Discussing the evolution of humans as social beings also leads to an understanding on how people came to develop skills of empathy and love. There are numerous theories and philosophies on the role of love and empathy in why and how human beings operate socially. For the purpose the article, it is helpful to consider love and empathy as a function of the desire for human connection. Through human connection, the human brain centers for happiness are activated. Happiness leads to motivation and encouragement to continue to advance, which further creates a cycle of self-reinforcement. This cycle has evolved to have different meaning depending on your belief systems and culture. However, it does play a vital role in how human beings operate as social beings.

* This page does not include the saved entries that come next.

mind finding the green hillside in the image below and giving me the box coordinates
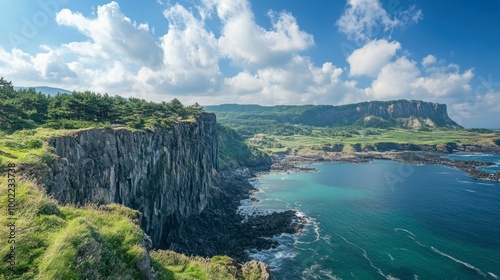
[0,178,268,279]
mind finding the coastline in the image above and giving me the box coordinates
[270,151,500,182]
[164,163,307,264]
[237,151,500,279]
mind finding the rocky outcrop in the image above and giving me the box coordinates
[164,158,305,262]
[34,113,302,266]
[296,100,461,127]
[44,114,218,248]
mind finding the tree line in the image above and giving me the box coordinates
[0,78,203,133]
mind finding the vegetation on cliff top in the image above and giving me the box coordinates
[0,177,269,279]
[0,78,202,133]
[0,78,206,171]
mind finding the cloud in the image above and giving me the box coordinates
[348,39,401,77]
[337,0,422,43]
[217,55,362,106]
[136,3,221,95]
[413,67,473,97]
[56,2,163,69]
[422,54,436,67]
[449,91,500,128]
[205,0,314,68]
[0,0,481,123]
[365,56,474,101]
[367,56,420,99]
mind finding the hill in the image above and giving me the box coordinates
[204,100,461,130]
[204,100,460,127]
[13,86,72,96]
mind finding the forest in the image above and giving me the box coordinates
[0,78,202,133]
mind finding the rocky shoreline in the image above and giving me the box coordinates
[164,163,307,263]
[271,151,500,182]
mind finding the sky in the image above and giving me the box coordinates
[0,0,499,128]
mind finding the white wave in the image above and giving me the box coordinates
[293,245,319,255]
[465,189,476,193]
[388,253,394,262]
[322,234,332,245]
[313,221,321,241]
[302,264,342,280]
[335,234,395,280]
[394,228,417,237]
[430,246,489,279]
[405,233,490,280]
[275,250,297,260]
[456,178,473,184]
[488,272,499,279]
[295,210,307,218]
[477,182,495,186]
[451,153,494,157]
[247,244,296,270]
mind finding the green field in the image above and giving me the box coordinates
[247,128,500,154]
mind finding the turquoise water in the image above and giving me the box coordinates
[240,157,500,279]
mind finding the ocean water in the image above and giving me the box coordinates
[239,155,500,280]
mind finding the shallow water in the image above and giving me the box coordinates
[240,156,500,279]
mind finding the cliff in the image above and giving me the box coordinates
[205,99,462,128]
[43,114,218,248]
[32,113,298,266]
[296,100,461,127]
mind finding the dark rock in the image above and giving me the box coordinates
[42,114,218,248]
[32,113,304,268]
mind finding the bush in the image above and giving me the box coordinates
[26,139,43,149]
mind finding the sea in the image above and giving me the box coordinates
[238,153,500,280]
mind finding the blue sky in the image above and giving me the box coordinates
[0,0,499,127]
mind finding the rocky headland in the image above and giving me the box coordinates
[271,151,500,182]
[22,113,305,274]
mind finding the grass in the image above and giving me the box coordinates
[0,124,175,171]
[0,177,268,280]
[0,128,88,170]
[249,128,500,155]
[0,176,149,279]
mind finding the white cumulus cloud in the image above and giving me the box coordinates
[57,1,163,69]
[0,0,482,120]
[204,0,314,68]
[422,54,437,67]
[337,0,422,43]
[348,39,401,77]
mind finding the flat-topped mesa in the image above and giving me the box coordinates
[44,113,218,248]
[205,99,462,128]
[296,100,461,128]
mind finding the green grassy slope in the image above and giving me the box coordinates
[0,177,267,280]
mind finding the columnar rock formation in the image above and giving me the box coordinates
[44,114,218,247]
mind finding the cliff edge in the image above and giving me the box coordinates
[43,114,218,248]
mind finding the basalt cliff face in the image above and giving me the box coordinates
[38,113,298,266]
[296,100,461,127]
[44,114,218,248]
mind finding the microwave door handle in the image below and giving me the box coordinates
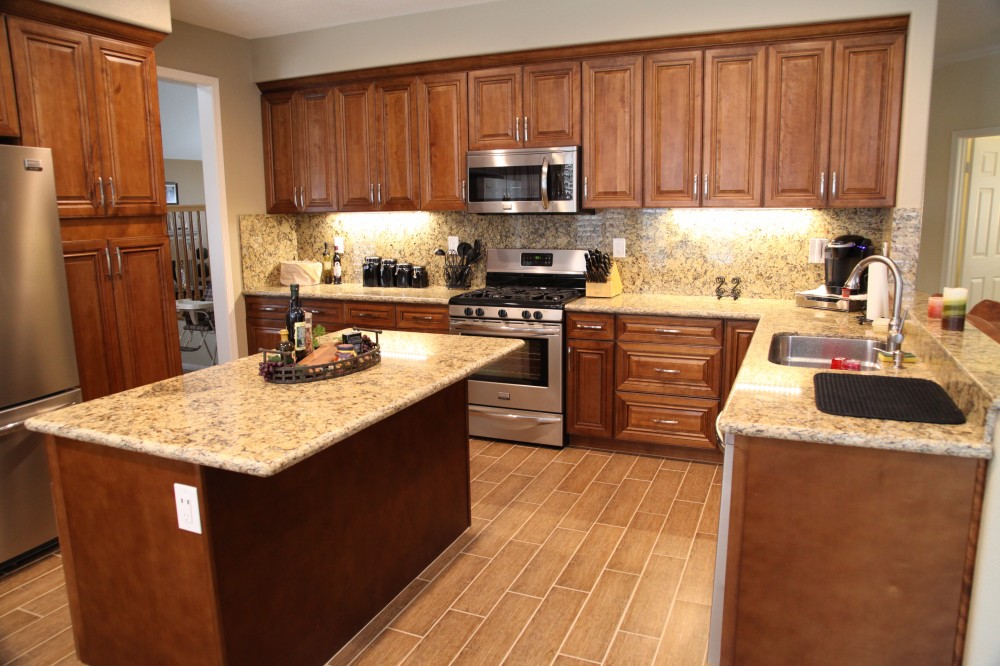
[540,157,549,210]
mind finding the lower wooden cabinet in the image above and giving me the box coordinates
[566,339,615,438]
[396,304,450,332]
[63,235,181,401]
[722,320,756,405]
[615,392,719,450]
[0,18,19,136]
[344,302,396,328]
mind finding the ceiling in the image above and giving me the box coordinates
[168,0,1000,62]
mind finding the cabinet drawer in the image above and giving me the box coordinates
[301,299,344,325]
[246,297,287,320]
[617,315,723,346]
[616,342,722,398]
[396,305,449,331]
[615,391,719,450]
[344,302,396,328]
[567,312,615,340]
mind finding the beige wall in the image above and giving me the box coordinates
[917,50,1000,293]
[164,159,206,206]
[44,0,171,33]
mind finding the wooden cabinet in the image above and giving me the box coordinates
[417,73,468,210]
[344,301,396,328]
[262,87,337,213]
[722,320,756,405]
[63,236,181,401]
[8,16,164,218]
[335,78,420,211]
[582,55,643,208]
[396,304,450,332]
[0,18,19,136]
[468,62,579,150]
[566,313,615,439]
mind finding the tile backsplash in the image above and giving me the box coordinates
[240,207,900,299]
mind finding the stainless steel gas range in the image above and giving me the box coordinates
[449,249,587,447]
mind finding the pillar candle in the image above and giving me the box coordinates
[927,294,943,319]
[941,287,968,331]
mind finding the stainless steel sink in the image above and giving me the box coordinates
[768,333,882,371]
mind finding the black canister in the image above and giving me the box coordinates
[380,258,398,288]
[395,262,413,288]
[362,256,381,287]
[411,265,428,288]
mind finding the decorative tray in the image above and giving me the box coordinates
[259,329,381,384]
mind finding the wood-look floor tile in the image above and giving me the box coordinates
[0,610,43,642]
[0,604,71,660]
[659,459,690,472]
[480,441,516,458]
[513,491,580,545]
[418,520,488,583]
[597,478,651,528]
[559,482,617,532]
[453,540,539,616]
[452,592,541,665]
[654,601,711,666]
[554,447,589,464]
[652,501,703,559]
[0,571,65,616]
[606,511,667,575]
[628,456,664,481]
[477,446,538,484]
[5,626,75,666]
[0,558,61,597]
[51,651,84,666]
[557,453,613,494]
[556,524,625,592]
[711,465,723,485]
[352,629,420,666]
[510,528,587,598]
[675,533,717,606]
[401,610,482,664]
[21,586,67,618]
[516,462,575,505]
[465,501,538,559]
[675,463,716,503]
[605,631,660,665]
[473,474,533,521]
[620,554,685,638]
[594,454,638,484]
[560,570,639,663]
[512,447,560,477]
[638,470,685,515]
[470,479,498,505]
[552,656,594,665]
[503,586,587,665]
[470,454,497,480]
[392,554,489,636]
[468,438,492,455]
[698,484,721,536]
[328,579,428,665]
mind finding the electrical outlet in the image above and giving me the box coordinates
[612,238,626,258]
[333,236,345,253]
[447,236,459,252]
[174,483,202,534]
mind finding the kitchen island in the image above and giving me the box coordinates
[25,330,522,666]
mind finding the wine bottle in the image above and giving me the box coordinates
[277,328,294,364]
[286,283,305,350]
[333,242,342,285]
[321,242,333,284]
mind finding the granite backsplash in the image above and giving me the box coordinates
[240,207,911,300]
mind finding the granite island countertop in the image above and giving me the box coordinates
[567,294,997,460]
[245,283,454,305]
[25,330,522,477]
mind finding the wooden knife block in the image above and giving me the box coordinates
[586,264,623,298]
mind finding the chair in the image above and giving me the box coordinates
[968,299,1000,344]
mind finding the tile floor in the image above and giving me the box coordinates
[0,440,720,666]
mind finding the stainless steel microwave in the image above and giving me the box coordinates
[466,146,580,214]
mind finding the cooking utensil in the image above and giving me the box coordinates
[457,242,473,265]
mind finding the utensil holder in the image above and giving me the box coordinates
[585,264,622,298]
[444,265,472,289]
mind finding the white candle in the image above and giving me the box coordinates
[941,287,968,331]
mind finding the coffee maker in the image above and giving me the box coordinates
[824,235,874,295]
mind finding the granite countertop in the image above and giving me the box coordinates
[25,331,522,477]
[569,294,997,459]
[245,283,455,305]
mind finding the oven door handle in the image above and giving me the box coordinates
[469,407,561,425]
[450,323,559,338]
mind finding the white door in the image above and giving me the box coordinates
[961,135,1000,308]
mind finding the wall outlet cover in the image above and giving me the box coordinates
[174,483,202,534]
[447,236,459,252]
[613,238,626,258]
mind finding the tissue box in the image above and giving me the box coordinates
[280,261,323,286]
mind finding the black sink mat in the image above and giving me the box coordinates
[813,373,966,424]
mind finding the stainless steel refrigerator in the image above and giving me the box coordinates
[0,145,81,567]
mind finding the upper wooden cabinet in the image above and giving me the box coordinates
[582,55,643,208]
[8,17,165,218]
[0,18,20,137]
[468,61,580,150]
[262,87,337,213]
[418,72,468,210]
[335,78,420,212]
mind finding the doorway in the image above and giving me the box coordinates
[156,67,238,365]
[942,128,1000,309]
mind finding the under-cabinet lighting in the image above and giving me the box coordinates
[326,211,432,235]
[671,208,814,239]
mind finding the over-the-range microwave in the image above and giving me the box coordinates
[466,146,580,214]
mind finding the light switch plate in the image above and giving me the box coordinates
[174,483,202,534]
[612,238,626,258]
[333,236,345,253]
[447,236,459,252]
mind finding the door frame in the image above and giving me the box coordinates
[156,66,238,364]
[941,125,1000,290]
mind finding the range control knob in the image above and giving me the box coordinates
[475,308,485,317]
[464,307,474,316]
[521,310,532,320]
[498,309,508,318]
[533,311,543,320]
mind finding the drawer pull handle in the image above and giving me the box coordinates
[578,324,605,330]
[654,328,682,334]
[654,368,681,374]
[308,309,322,314]
[415,315,436,320]
[653,419,679,425]
[259,306,278,312]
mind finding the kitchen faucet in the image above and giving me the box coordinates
[845,255,905,368]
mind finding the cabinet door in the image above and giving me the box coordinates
[722,320,756,405]
[703,45,765,207]
[764,41,832,208]
[7,17,102,217]
[335,82,377,211]
[468,66,521,150]
[90,36,165,216]
[375,77,420,211]
[582,55,642,208]
[246,318,283,355]
[109,236,182,389]
[297,87,338,211]
[523,61,580,147]
[418,72,468,210]
[0,19,20,137]
[62,239,125,401]
[262,91,298,213]
[344,302,396,328]
[644,50,703,207]
[829,32,904,207]
[566,340,615,438]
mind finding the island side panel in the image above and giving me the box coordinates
[203,379,470,666]
[46,438,226,666]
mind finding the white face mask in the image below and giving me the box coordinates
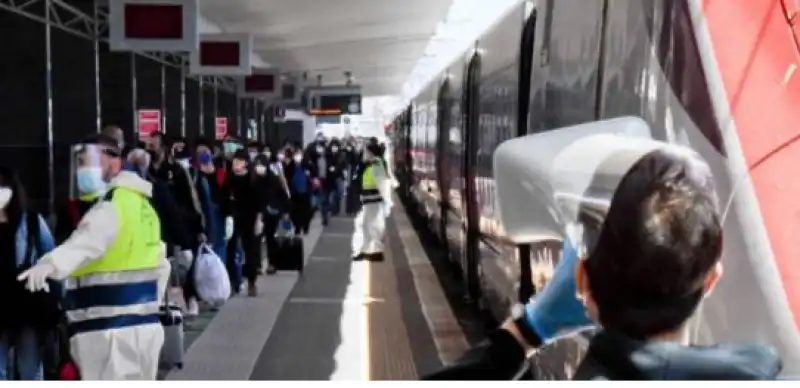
[249,151,258,161]
[331,146,339,153]
[0,188,12,209]
[293,155,303,163]
[316,147,324,154]
[255,165,267,176]
[263,150,272,159]
[277,153,286,161]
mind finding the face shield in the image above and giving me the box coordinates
[493,116,659,253]
[70,143,116,200]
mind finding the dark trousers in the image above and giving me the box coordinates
[226,216,260,286]
[290,193,312,234]
[182,242,199,301]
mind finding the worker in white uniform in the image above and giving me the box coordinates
[17,134,170,380]
[351,142,390,261]
[377,139,399,217]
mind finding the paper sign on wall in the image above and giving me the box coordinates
[215,117,228,139]
[137,109,162,138]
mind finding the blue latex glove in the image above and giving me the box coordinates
[524,237,593,342]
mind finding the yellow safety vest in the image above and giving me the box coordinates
[71,186,161,277]
[360,162,384,204]
[78,192,101,202]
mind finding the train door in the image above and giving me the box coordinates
[515,8,538,303]
[437,79,452,246]
[462,50,483,303]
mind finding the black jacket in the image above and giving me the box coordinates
[150,178,193,251]
[425,329,783,380]
[149,161,204,236]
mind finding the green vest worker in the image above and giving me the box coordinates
[18,134,170,380]
[351,142,389,261]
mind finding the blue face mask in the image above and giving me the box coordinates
[224,142,239,154]
[198,152,213,165]
[76,167,107,195]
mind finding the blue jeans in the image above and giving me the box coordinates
[0,329,44,380]
[328,179,344,215]
[207,204,226,261]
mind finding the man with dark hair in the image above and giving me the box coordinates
[427,138,782,380]
[148,134,205,316]
[102,125,125,151]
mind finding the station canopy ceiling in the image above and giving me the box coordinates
[199,0,453,96]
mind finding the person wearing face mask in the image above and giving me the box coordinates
[54,140,116,245]
[17,135,171,380]
[247,141,261,162]
[0,166,60,380]
[251,154,288,275]
[192,139,226,262]
[221,150,263,296]
[324,139,346,217]
[283,149,313,235]
[150,136,206,248]
[350,142,390,261]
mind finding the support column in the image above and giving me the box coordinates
[93,0,101,133]
[199,76,205,137]
[160,63,166,134]
[181,60,186,137]
[131,54,138,141]
[45,0,54,217]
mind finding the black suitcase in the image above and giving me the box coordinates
[345,185,361,216]
[272,235,304,273]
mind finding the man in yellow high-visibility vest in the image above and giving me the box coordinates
[351,142,391,261]
[18,134,171,380]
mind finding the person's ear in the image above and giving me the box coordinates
[575,260,589,304]
[703,262,723,297]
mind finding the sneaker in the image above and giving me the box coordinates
[186,298,200,317]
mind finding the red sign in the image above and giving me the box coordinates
[137,109,161,137]
[215,117,228,140]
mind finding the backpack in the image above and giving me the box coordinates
[291,167,309,194]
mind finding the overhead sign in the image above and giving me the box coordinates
[137,109,161,137]
[238,68,281,99]
[189,33,253,76]
[109,0,200,52]
[214,117,228,139]
[305,85,362,116]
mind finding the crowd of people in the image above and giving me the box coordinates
[2,125,391,380]
[3,119,787,381]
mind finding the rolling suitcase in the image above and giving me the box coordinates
[272,220,304,273]
[158,271,185,370]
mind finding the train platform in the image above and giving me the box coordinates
[162,196,485,380]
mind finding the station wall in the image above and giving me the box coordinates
[0,4,259,215]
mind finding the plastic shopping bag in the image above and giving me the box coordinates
[194,244,231,304]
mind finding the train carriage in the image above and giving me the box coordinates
[391,0,800,375]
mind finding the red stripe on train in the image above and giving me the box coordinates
[703,0,800,329]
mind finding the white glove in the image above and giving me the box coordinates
[181,250,194,266]
[17,261,57,293]
[225,217,234,241]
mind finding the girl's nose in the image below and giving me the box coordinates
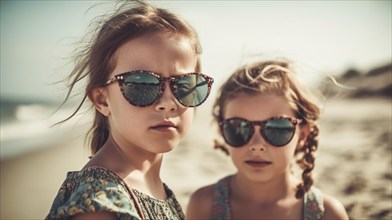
[154,81,178,112]
[250,145,266,152]
[248,128,267,152]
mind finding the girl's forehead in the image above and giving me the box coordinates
[133,32,195,55]
[118,33,194,55]
[147,32,192,47]
[111,33,197,76]
[149,33,196,59]
[224,93,295,119]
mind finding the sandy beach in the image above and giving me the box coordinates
[1,97,391,219]
[1,1,390,219]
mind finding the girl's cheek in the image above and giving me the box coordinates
[230,150,245,169]
[181,108,194,133]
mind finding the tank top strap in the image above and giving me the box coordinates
[211,176,232,220]
[303,186,325,220]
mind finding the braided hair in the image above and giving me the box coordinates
[295,125,319,198]
[212,59,321,198]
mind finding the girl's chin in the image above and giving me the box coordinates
[149,141,179,153]
[158,146,176,153]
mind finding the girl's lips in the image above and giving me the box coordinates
[150,121,178,132]
[245,160,272,168]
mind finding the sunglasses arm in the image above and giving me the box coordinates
[103,77,119,86]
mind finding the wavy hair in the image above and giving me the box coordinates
[56,0,202,156]
[212,59,321,198]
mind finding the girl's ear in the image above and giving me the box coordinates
[296,123,311,151]
[89,88,110,116]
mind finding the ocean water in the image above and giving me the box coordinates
[0,97,91,160]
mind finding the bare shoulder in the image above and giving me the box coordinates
[186,184,215,220]
[71,211,117,220]
[323,193,349,220]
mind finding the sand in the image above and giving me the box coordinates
[1,98,391,219]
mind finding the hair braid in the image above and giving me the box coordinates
[296,124,319,198]
[212,60,322,198]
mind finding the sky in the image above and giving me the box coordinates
[1,0,391,102]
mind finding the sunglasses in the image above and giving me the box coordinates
[220,116,301,147]
[104,70,214,107]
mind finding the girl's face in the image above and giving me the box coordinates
[223,93,306,183]
[98,33,197,155]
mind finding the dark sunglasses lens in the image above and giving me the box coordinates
[175,74,209,107]
[263,118,295,146]
[123,72,160,106]
[222,119,252,147]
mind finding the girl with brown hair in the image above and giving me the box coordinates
[46,1,213,219]
[186,60,348,220]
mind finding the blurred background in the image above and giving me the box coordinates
[1,1,391,219]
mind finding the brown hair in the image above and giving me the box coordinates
[212,59,321,198]
[56,0,202,155]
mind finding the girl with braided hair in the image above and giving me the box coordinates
[186,60,348,220]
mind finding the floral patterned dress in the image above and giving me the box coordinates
[211,176,325,220]
[45,166,184,220]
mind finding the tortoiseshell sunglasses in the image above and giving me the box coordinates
[104,70,214,107]
[220,116,302,147]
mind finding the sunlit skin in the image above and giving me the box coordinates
[224,93,305,219]
[186,93,349,219]
[84,32,197,202]
[225,94,301,185]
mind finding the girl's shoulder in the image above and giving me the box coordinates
[186,176,231,220]
[46,166,140,220]
[188,175,231,206]
[322,193,349,220]
[186,183,215,219]
[306,186,348,220]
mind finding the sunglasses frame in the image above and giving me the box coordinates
[220,116,302,147]
[104,70,214,107]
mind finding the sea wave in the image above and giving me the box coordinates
[0,102,91,160]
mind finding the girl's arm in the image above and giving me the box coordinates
[186,185,214,220]
[323,194,350,220]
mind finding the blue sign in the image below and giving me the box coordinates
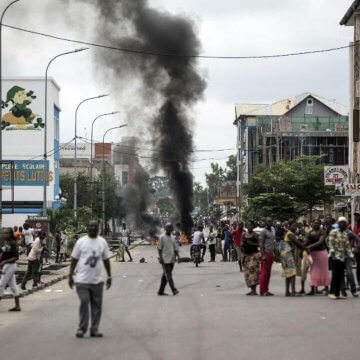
[0,160,51,186]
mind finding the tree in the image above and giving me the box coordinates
[193,182,209,214]
[205,163,226,203]
[205,154,237,203]
[225,155,237,181]
[59,171,126,226]
[244,156,335,221]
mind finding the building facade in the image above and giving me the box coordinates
[234,93,349,209]
[341,0,360,218]
[1,77,61,226]
[59,137,138,187]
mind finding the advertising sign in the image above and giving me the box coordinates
[324,166,348,195]
[0,160,51,186]
[345,183,360,197]
[60,143,91,159]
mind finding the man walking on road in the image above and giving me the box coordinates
[158,223,180,296]
[120,223,133,262]
[69,220,112,338]
[21,231,46,290]
[259,217,275,296]
[22,223,34,256]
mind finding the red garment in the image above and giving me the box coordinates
[348,223,360,236]
[232,228,245,247]
[260,252,273,295]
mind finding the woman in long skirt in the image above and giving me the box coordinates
[242,221,260,295]
[306,219,330,295]
[0,228,21,311]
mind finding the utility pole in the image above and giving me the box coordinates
[0,0,21,227]
[276,118,280,162]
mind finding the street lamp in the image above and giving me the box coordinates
[90,111,119,184]
[0,0,21,227]
[74,94,109,219]
[101,124,128,234]
[42,47,89,216]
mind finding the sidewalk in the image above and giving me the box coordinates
[3,238,145,299]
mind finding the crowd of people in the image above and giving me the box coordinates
[0,223,71,312]
[191,214,360,299]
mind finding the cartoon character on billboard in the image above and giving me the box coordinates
[1,85,44,130]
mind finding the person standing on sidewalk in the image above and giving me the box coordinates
[0,228,21,311]
[120,223,133,262]
[328,217,352,300]
[259,217,275,296]
[341,225,359,297]
[60,231,68,262]
[207,225,217,262]
[223,225,232,262]
[232,221,246,272]
[348,212,360,288]
[69,220,112,338]
[55,231,62,263]
[21,231,46,290]
[157,223,179,296]
[22,223,34,256]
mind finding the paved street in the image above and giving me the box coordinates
[0,244,359,360]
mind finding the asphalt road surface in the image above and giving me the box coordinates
[0,244,359,360]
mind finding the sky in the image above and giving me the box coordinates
[1,0,355,185]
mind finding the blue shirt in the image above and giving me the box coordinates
[224,230,232,247]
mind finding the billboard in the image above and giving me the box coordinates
[0,160,51,186]
[60,143,91,159]
[324,166,348,195]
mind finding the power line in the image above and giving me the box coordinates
[3,23,355,60]
[28,137,75,160]
[79,136,231,162]
[97,139,235,153]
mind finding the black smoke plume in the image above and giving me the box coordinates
[120,164,160,236]
[70,0,206,233]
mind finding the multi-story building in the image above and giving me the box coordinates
[234,92,349,207]
[1,77,61,226]
[59,136,138,187]
[341,0,360,218]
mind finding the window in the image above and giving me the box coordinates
[305,98,313,115]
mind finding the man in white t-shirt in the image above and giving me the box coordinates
[69,220,112,338]
[22,223,34,255]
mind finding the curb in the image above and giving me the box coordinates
[3,241,147,300]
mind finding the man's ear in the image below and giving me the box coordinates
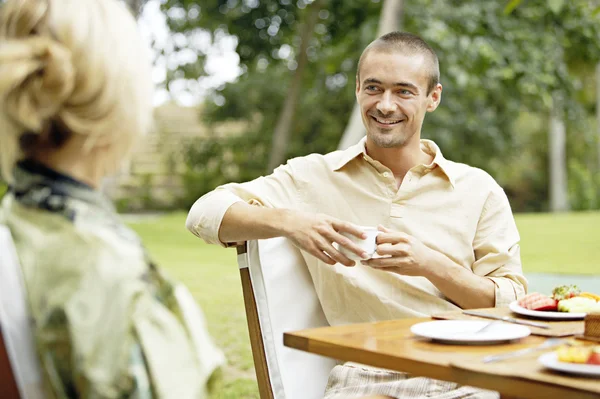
[426,83,442,112]
[355,76,360,98]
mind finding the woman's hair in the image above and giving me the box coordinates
[0,0,154,182]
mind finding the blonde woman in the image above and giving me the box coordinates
[0,0,223,397]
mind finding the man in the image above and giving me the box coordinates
[187,31,527,399]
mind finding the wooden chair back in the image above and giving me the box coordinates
[236,238,336,399]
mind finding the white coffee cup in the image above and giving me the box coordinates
[338,226,381,261]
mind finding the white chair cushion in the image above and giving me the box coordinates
[0,225,45,399]
[239,238,336,399]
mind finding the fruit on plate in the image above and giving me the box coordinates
[588,347,600,365]
[518,292,558,311]
[556,345,600,365]
[557,297,600,313]
[552,284,581,301]
[556,345,592,364]
[579,292,600,302]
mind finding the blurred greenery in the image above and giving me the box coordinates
[162,0,600,213]
[128,211,600,398]
[0,180,7,200]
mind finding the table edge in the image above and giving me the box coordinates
[283,331,599,399]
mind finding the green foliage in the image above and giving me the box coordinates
[410,0,600,173]
[140,173,156,210]
[504,0,523,15]
[179,132,270,207]
[0,180,7,201]
[568,160,599,211]
[115,197,132,214]
[164,0,600,211]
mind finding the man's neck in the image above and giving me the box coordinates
[365,137,433,180]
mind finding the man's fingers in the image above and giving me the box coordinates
[377,224,392,233]
[332,220,367,239]
[309,245,336,265]
[376,243,409,256]
[317,239,355,267]
[301,240,336,265]
[363,257,400,268]
[326,231,369,259]
[376,232,410,245]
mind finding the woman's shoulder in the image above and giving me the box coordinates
[4,196,150,314]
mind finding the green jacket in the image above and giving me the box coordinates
[1,161,216,399]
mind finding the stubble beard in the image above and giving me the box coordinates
[369,126,415,149]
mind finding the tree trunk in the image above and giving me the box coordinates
[548,93,569,212]
[337,0,404,150]
[266,0,323,172]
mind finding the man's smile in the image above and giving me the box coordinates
[370,114,404,127]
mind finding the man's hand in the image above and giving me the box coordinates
[281,210,369,266]
[362,225,438,276]
[364,225,497,309]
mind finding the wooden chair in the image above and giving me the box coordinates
[236,238,336,399]
[0,225,45,399]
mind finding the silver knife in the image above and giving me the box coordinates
[462,310,550,329]
[482,338,565,363]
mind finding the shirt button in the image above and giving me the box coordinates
[382,172,391,178]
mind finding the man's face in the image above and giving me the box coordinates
[356,50,441,149]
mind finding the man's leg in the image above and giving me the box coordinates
[324,364,499,399]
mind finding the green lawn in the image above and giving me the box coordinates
[126,211,600,398]
[516,211,600,274]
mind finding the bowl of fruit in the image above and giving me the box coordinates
[538,344,600,377]
[509,285,600,320]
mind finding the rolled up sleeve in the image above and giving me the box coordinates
[472,186,528,306]
[185,163,299,246]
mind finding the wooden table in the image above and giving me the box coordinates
[283,317,600,399]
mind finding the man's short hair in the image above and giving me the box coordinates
[357,31,440,94]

Many social evolution experts also discuss the importance of technological advances through history and the role this played in the continued evolution of humans as social beings. As technology advanced, even early on in human evolvement, with the advancement of materials to build with or the discovery of fire, each of these created systems in which human beings also needed to work together, communicate, and connect. In looking through history and the evolution of human beings, every advancement in technology has stemmed from the need to remain social and connected to other groups of humans in some fashion. The 20th century saw the most advancement of any century with the onset of computers and the internet. This has revolutionized the way in which human beings socialize and stay connected.
The literature and discussion on the social evolution of human beings is incredibly expansive. This article provides a brief overlook of the early development of human beings as social creatures and a snapshot understanding of how and why cultures and societies evolved. Understanding a basic idea of how human beings evolved socially helps to lay a foundation for identifying some of the sources for why people are inseparable from other people.